1) L. Edelstein-Keshet. Mathematical Models in Biology. 2005 ISBN: 0898715547
2) A.Hastings. Population Biology: Concepts and Methods. 1997 ISBN 0-387-94862-7
3) A. Okubo, S.A. Levin. Diffusion and Ecological Problems. 2002 ISBN: 0387986766
4) J.D. Murray. Mathematical Biology I. 2005 ISBN: 0387952233
5) M. Kot. Elements of Mathematical Ecology. 2001 ISBN: 0521001501
6) S.A. Levin. Theoretical Biology. (unpublished lecture notes) 2005. Princeton University (used with permission)


I would like to thank Professor Simon Levin for his advice and the permission to use unpublished materials from his course "Theoretical Biology".

Course program:

Lecture 1. - Introduction: biological systems as complex adaptive systems. Discrete and continuous single species models.

Lecture 2. - Age- and size- structured populations. Natural resource management, fisheries.

Lecture 3. - Enzyme kinetics.

Lecture 4. - Microbiological models: biodegradation and chemostat theory.

Lecture 5. - Multi-species communities I. Competition models, coexistence.

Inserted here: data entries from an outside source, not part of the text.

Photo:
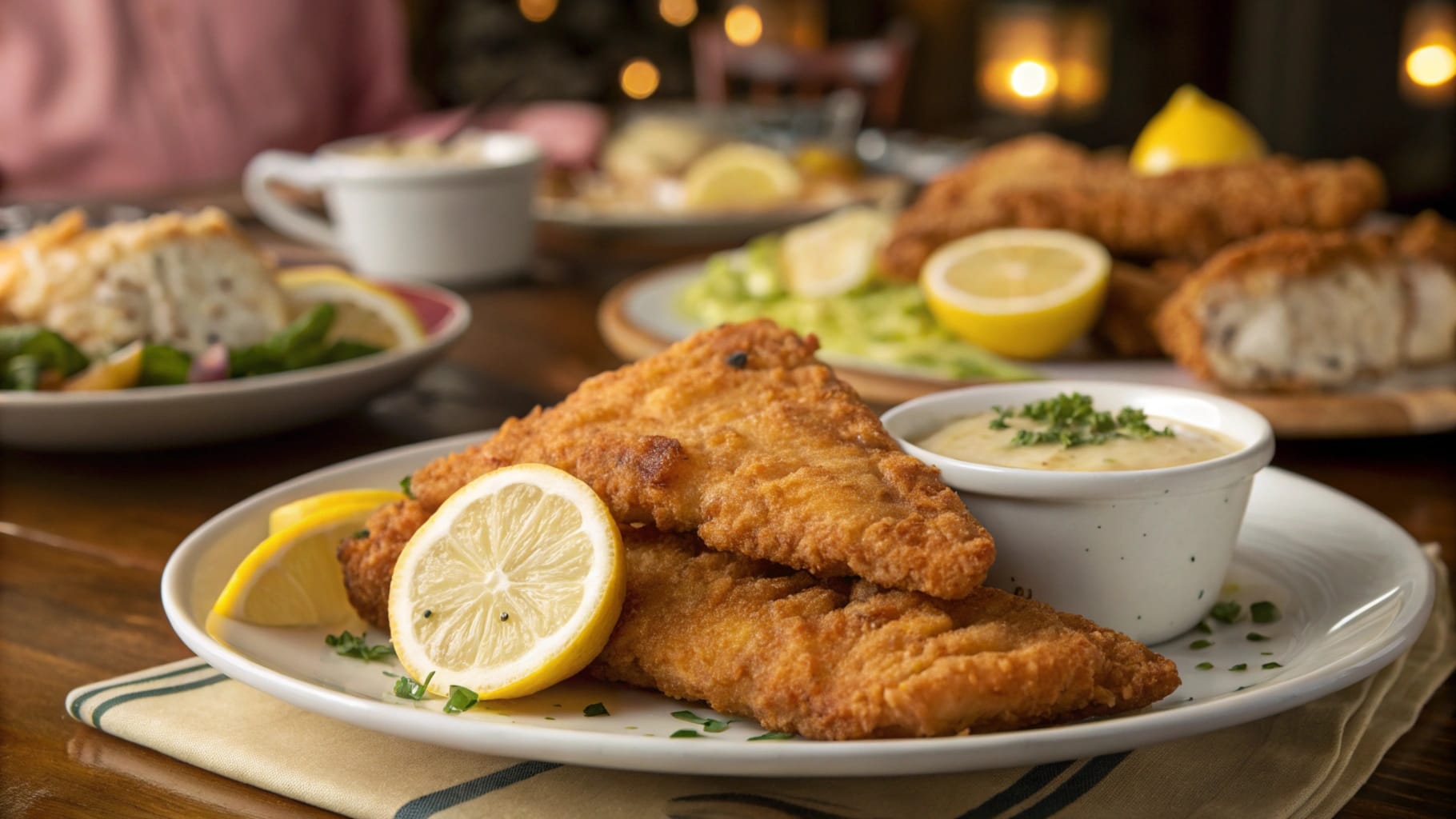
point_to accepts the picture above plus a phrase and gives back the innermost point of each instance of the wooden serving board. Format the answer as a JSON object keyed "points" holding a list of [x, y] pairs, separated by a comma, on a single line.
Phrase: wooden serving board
{"points": [[634, 323]]}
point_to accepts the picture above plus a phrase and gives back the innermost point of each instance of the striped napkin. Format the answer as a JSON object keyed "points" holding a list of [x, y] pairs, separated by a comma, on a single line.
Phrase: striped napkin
{"points": [[1305, 762]]}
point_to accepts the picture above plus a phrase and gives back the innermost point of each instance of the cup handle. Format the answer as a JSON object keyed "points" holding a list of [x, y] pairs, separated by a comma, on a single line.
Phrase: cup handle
{"points": [[294, 169]]}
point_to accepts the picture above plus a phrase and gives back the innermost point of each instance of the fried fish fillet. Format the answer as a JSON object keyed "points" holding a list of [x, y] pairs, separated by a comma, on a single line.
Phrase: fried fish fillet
{"points": [[1298, 310], [830, 659], [1189, 214], [742, 437]]}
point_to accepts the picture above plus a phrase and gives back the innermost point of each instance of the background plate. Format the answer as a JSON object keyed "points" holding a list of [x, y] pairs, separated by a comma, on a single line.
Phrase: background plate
{"points": [[1353, 588], [639, 318]]}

Lecture 6. - Multi-species communities II. Predator-prey models. Optimal foraging.

Lecture 7. - Multi-species communities III. Host-parasite dynamics.

Lecture 8. - Infectious diseases I. SIR models.

Lecture 9. - Infectious diseases II. Flu epidemics, AIDS.

Lecture 10. - Spatially-distributed models I. Conservation equation.

Lecture 11. - Forest modeling.

Lecture 12. - Spatially-distributed models II. Random walk and diffusion. Fick's laws.

Lecture 13. - Spatially-distributed models III. Diffusion in biological settings.

Lecture 14. - Fitting models to data. Optimal experimental designs.